Asking the impossible
> Grok's human creators appear to have failed to prevent it from creating posts that remove the clothing from real people in real photos when asked to do so.
More to the point:
Grok's human creators have absolutely no idea how to ... prevent it from creating posts that remove the clothing from real people in real photos when asked to do so. Or any other unwanted outputs.
The underlying models are completely opaque. Nobody, but nobody, has any knowledge of what fiddling with any given nadan of the bejillions of so-called parameters will do (without just trying it and hoping it'll get involved in processing a test prompt). Let alone inverting that and calculating the *complete* set of changes that'll *reliably* ensure a *desired* change in the results[1]. And if they *do* luck upon an observable result[1, again] the next bit of training will jumble it all up again.
So they can't honestly claim to be modifying the contents of the LLM to remove the ability to do the Bad Thing[2].
Leaving them with trying to bolt on external filters - but made of what? What do they have that could possibly do that job? Something that can parse and comprehend the natural language prompt? But if they had that, why prat about with LLMs in the first place?
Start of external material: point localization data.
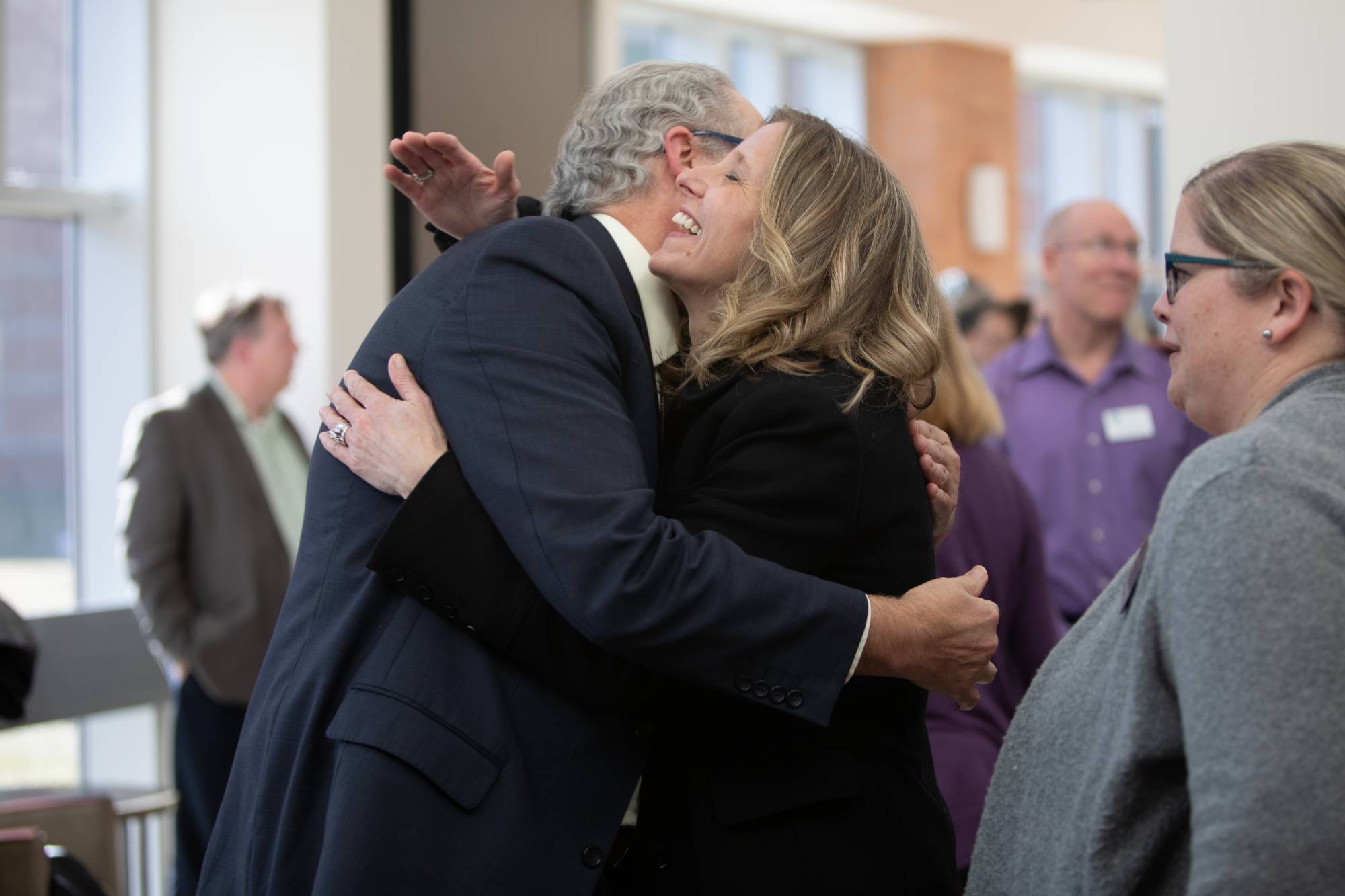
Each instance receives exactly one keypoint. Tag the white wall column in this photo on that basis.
(270, 130)
(1245, 72)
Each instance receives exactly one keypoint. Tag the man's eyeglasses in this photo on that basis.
(726, 138)
(1106, 247)
(1172, 260)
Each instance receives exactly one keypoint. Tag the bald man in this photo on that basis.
(1087, 420)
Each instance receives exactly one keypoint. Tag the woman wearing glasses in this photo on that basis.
(1186, 737)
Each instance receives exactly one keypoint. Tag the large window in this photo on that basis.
(75, 349)
(37, 573)
(769, 67)
(1083, 145)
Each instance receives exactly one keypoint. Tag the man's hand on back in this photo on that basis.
(944, 474)
(462, 196)
(939, 635)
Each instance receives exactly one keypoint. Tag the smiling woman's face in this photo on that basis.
(709, 236)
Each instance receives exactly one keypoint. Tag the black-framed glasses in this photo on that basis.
(726, 138)
(1172, 259)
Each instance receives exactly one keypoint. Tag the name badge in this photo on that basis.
(1132, 423)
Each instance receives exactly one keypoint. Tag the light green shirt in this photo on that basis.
(282, 466)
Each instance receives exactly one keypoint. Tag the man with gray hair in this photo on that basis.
(212, 506)
(392, 745)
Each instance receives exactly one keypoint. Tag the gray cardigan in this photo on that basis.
(1188, 735)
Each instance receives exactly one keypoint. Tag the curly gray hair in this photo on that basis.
(621, 124)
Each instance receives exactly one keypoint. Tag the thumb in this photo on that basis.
(403, 378)
(976, 579)
(505, 178)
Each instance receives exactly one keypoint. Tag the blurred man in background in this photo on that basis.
(212, 507)
(991, 326)
(1087, 420)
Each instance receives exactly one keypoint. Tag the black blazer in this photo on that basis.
(738, 798)
(388, 751)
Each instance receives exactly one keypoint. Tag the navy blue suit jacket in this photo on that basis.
(389, 751)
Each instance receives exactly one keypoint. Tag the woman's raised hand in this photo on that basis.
(387, 442)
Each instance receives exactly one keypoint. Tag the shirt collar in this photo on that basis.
(657, 300)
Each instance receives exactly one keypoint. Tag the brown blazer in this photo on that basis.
(202, 546)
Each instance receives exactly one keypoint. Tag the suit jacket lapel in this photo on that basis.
(603, 240)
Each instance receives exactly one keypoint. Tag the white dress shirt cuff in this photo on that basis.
(864, 639)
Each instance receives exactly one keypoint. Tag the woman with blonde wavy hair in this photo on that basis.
(813, 323)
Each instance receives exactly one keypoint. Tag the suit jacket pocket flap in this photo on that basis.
(783, 783)
(424, 741)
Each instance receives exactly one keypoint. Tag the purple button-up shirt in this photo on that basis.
(997, 528)
(1096, 458)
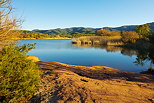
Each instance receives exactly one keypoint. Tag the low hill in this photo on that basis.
(83, 30)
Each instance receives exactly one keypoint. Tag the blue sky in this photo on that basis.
(50, 14)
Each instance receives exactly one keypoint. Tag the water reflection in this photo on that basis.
(142, 56)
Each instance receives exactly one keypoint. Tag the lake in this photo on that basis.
(62, 50)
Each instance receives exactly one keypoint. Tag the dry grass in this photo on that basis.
(34, 58)
(98, 84)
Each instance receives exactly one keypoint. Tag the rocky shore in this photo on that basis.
(62, 83)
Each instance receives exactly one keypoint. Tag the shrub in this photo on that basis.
(19, 76)
(129, 36)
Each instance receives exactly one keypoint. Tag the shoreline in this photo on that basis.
(60, 82)
(43, 38)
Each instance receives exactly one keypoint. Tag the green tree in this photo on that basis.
(129, 36)
(19, 76)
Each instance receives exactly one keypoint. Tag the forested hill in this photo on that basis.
(82, 30)
(73, 30)
(128, 27)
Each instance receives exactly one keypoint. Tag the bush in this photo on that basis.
(129, 36)
(19, 76)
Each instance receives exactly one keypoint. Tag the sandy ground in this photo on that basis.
(62, 83)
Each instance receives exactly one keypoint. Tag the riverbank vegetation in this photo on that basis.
(37, 35)
(19, 76)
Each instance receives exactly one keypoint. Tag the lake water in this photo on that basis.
(61, 50)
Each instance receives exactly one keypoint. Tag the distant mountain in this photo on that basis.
(83, 30)
(129, 27)
(73, 30)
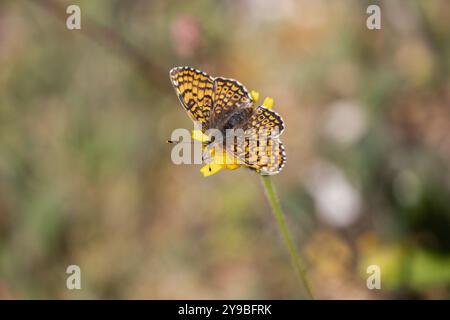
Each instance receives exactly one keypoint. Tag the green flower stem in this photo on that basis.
(278, 213)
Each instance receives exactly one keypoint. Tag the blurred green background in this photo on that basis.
(86, 176)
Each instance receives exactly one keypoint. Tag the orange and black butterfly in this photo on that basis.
(222, 104)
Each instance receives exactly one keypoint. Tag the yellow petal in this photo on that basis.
(199, 136)
(232, 166)
(255, 95)
(268, 102)
(210, 169)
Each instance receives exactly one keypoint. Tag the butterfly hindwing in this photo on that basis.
(194, 89)
(264, 154)
(265, 119)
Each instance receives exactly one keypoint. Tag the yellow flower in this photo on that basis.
(222, 160)
(255, 95)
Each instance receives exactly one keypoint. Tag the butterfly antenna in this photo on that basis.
(192, 142)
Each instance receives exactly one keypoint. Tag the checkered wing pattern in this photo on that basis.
(263, 154)
(194, 89)
(229, 95)
(265, 120)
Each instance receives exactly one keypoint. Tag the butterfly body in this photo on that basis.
(224, 104)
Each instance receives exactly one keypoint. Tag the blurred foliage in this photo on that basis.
(86, 177)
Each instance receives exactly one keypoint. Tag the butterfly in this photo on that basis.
(221, 103)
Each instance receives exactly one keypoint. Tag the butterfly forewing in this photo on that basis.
(229, 96)
(194, 88)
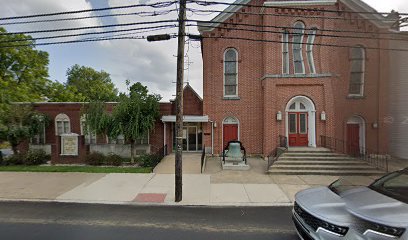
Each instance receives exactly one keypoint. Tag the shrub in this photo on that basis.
(17, 159)
(149, 160)
(114, 160)
(95, 159)
(36, 157)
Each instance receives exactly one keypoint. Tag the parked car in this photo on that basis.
(346, 211)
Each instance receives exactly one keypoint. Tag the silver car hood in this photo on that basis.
(324, 204)
(369, 204)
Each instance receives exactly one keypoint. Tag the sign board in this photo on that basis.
(69, 144)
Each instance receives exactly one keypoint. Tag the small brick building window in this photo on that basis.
(231, 72)
(357, 65)
(62, 124)
(309, 50)
(285, 52)
(298, 32)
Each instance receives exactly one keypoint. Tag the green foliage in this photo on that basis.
(15, 159)
(114, 160)
(134, 116)
(23, 70)
(149, 160)
(36, 157)
(91, 84)
(20, 123)
(95, 159)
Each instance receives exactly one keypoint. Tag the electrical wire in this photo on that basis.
(209, 12)
(88, 28)
(210, 3)
(153, 5)
(287, 27)
(305, 33)
(303, 43)
(141, 14)
(155, 28)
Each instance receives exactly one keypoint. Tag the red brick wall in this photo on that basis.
(261, 97)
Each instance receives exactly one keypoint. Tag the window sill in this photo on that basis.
(356, 97)
(231, 98)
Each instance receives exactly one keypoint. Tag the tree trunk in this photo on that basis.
(132, 152)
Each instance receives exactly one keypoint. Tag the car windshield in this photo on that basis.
(394, 185)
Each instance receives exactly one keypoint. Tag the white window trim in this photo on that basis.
(361, 94)
(237, 57)
(300, 49)
(62, 118)
(285, 52)
(309, 50)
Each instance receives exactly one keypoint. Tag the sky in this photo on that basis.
(151, 63)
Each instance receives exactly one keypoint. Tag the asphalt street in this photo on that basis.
(29, 220)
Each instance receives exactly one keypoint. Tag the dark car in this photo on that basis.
(346, 211)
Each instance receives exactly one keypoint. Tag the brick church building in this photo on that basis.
(297, 69)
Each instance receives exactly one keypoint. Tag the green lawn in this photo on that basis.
(86, 169)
The whole "we are adding guardrails" spiel just sounds like wishful thinking (if not outright delusional thinking or, say it softly, simple fraud).
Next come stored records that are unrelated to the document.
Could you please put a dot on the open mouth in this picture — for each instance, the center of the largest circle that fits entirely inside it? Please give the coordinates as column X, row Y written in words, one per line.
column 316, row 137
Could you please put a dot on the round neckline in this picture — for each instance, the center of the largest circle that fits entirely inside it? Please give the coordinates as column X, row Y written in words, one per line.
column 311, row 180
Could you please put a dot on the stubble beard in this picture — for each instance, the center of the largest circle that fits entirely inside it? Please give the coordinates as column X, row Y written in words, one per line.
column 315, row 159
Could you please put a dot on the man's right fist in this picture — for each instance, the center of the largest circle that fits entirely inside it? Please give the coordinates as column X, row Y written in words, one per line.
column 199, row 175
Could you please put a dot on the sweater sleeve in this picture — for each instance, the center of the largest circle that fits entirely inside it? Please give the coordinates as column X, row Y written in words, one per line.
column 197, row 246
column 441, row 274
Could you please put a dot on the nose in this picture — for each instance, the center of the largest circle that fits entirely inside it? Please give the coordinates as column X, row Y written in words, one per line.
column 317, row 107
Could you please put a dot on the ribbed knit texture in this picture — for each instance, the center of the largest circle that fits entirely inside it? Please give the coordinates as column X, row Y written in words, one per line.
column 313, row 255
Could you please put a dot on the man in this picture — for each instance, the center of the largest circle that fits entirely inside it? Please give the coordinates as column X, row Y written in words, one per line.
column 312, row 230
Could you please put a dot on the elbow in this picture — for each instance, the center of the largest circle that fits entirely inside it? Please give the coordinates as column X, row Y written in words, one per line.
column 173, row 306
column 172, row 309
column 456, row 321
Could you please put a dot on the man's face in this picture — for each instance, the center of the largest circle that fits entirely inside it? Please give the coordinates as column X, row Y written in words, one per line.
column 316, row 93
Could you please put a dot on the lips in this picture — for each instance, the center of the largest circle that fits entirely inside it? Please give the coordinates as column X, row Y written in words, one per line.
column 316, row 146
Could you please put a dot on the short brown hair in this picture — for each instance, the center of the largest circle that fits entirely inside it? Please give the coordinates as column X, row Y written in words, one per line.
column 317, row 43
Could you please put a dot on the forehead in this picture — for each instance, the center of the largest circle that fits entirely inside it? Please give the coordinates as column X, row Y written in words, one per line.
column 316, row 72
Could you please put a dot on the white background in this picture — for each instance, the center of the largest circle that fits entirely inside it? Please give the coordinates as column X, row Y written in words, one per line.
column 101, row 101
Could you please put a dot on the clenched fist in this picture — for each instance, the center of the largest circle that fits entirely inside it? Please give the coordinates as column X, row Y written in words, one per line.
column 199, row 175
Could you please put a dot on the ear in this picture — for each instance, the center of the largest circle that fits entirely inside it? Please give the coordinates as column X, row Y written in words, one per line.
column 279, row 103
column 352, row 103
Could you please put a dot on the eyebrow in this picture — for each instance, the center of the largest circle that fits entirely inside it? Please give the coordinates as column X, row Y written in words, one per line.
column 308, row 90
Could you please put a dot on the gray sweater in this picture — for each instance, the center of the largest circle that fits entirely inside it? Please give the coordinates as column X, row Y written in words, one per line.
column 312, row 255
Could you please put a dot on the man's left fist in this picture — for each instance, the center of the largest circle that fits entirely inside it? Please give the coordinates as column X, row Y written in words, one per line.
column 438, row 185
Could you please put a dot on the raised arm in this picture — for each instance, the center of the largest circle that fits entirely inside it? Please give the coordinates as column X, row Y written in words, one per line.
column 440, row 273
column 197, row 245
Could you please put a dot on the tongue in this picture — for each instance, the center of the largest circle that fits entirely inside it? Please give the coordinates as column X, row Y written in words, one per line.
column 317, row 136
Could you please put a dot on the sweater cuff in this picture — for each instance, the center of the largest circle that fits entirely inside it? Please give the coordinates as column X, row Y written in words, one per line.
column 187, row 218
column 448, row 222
[1] there was an article on El Reg a while back (sorry, ref not hand) where one research group claimed to have found a nadan where "the concept of Paris" (IIRC) was stored and changed it so that the model inserted "London" instead (at least, for their test prompts), but that was no more than finding where one string token's id number had been stored and changing it for another, like getting the id wrong in a case-statement that prints a readable value for an enum. AND there wasn't anything presented there to definitively prove that their model didn't contain another activation path which led to another instance of that id, which hadn't been changed, so still got converted back to the string "Paris".
[2] even if they tried an approach like an ice-pick lobotomy (e.g. a less nonsensical version of "feed in a prompt and if it generated a Naughty Result, look for the 'parameters' that were involved and set them all to zero") they'd need to send in every single possible variation of that prompt; good luck with that.